Across Asia, this mid-autumn holiday marks a time of family gatherings. I hope our festival helped our Asian students feel a little less far from home and surrounded by friends, if not family. Big thanks to our Exec Ed program and the Rising Tide Global Connections Initiative for organizing it.
- Daniel Dunn has been named co-chair of the Biology & Ecosystems Panel of the Global Oceans Observing System (GOOS). As co-chair, he’ll use his broad expertise in geospatial technologies and marine conservation to help inform GOOS and its affiliated organizations, the Intergovernmental Oceanographic Commission and UNESCO, on how to better coordinate ocean observing systems worldwide.
- As part of Rebecca Vidra’s Community Based Environmental Management class, a group of MEM students traveled to Warren County last week to learn about and volunteer with the nonprofit organization Working Landscapes. They spent the morning learning about the challenges and rewards of running a grassroots NGO from Working Landscapes’ co-founder Carla Norwood, herself a Nic School MEM alum. A fact worth knowing about Warren County: it’s the birthplace of the U.S. environmental justice movement, which is a topic of growing interest at the Nicholas School.
- Congrats to Daniel Holstein, whose 2016 study on mesophotic coral connectivity was recently awarded a Best Paper Award by the journal Coral Reefs. Daniel is a McCurdy Fellow at the Duke Marine Lab. He’s been incredibly productive in his time in Beaufort, but unfortunately, we won’t be able to keep him much longer because – more great news – he recently landed a faculty position at LSU!
- 2017 PhD alum Binbin Li is lead author of a new study in Biological Conservation that finds increased livestock grazing over the last 20 years has damaged a third of all giant panda habitat in one of China’s oldest and most important nature reserves, especially in the reserve’s lower-elevation valleys, which are vital foraging grounds for the pandas. Stuart Pimm co-authored the paper with Binbin, who is now on the faculty at Duke Kunshan University. You can read more about their research here.

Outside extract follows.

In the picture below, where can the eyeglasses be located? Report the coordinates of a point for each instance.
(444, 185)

- Lee Ferguson testified before a N.C. House Select Committee hearing last week on the need to implement monitoring programs for emerging contaminants in North Carolina’s drinking water sources. Lee’s presentation, which was on behalf of the N.C. Coastal Federation, focused on how we can be better prepared to detect the unanticipated release of unregulated contaminants – like the chemical GenX that was recently discovered at high levels in the Cape Fear River – into our state waters.
- Andy Read and third-year PhD student Joe Fader have been awarded a Bycatch Reduction Engineering Program Award from NOAA Fisheries. The award provides funding to support Joe and Andy’s work to develop new approaches to reduce the bycatch of toothed whales, dolphins and porpoises in pelagic longline fisheries.

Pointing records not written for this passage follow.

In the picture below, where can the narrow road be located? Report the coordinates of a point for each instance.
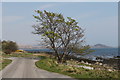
(25, 68)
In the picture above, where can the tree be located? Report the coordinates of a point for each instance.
(9, 46)
(63, 36)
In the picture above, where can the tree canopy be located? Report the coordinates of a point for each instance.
(63, 35)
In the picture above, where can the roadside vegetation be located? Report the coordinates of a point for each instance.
(16, 54)
(69, 68)
(4, 63)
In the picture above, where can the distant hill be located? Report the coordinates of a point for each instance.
(100, 46)
(31, 47)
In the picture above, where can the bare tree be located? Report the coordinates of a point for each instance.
(63, 36)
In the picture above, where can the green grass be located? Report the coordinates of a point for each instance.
(5, 63)
(18, 55)
(52, 66)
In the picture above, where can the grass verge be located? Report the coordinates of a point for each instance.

- Mark your calendars: We’ll have two great guest speakers at the Nic School next week. At 5 p.m. Thursday, Oct. 12, environmental historian Lisa Brady – an expert on the impacts of military actions on the natural landscape – will present the 2017 Lynn W. Day Distinguished Lectureship. Her topic is “No-Man’s-Land as Nature Preserve: The Strange Case of Cold War Conservation.” Hugh Possingham, chief scientist at The Nature Conservancy – the world’s largest environmental NGO – will join us at 1:30 p.m. the following day (Friday, Oct. 13) to give a free talk discussing how science and technology inform TNC’s approach to conservation. We may also be able to persuade him to share some career advice to students hoping to land jobs in the environmental NGO sector. Both talks will be in Field Auditorium.
- Duke Forest is accepting submissions for its annual photo contest through Oct. 27. Winning entries will be displayed at the Duke Forest’s annual gathering on Nov. 9. For instructions on how to enter, you can check out their Facebook page.

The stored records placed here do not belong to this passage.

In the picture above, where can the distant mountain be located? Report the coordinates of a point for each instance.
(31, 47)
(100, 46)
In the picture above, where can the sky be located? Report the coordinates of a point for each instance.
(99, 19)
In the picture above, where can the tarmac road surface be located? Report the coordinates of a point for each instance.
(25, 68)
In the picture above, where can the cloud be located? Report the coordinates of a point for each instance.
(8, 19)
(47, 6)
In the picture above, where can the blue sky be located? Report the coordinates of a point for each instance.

- More than 100 of former dean Bill Schlesinger’s most thought-provoking essays on environmental issues have been compiled into a new book published by the International Ecology Institute. “Translational Ecology: Collected Writings on Contemporary Environmental Issues” brings together some of Bill’s sharpest commentaries. Many of the writings selected for the book first appeared as posts on Bill’s Nic School blog, Citizen Scientist.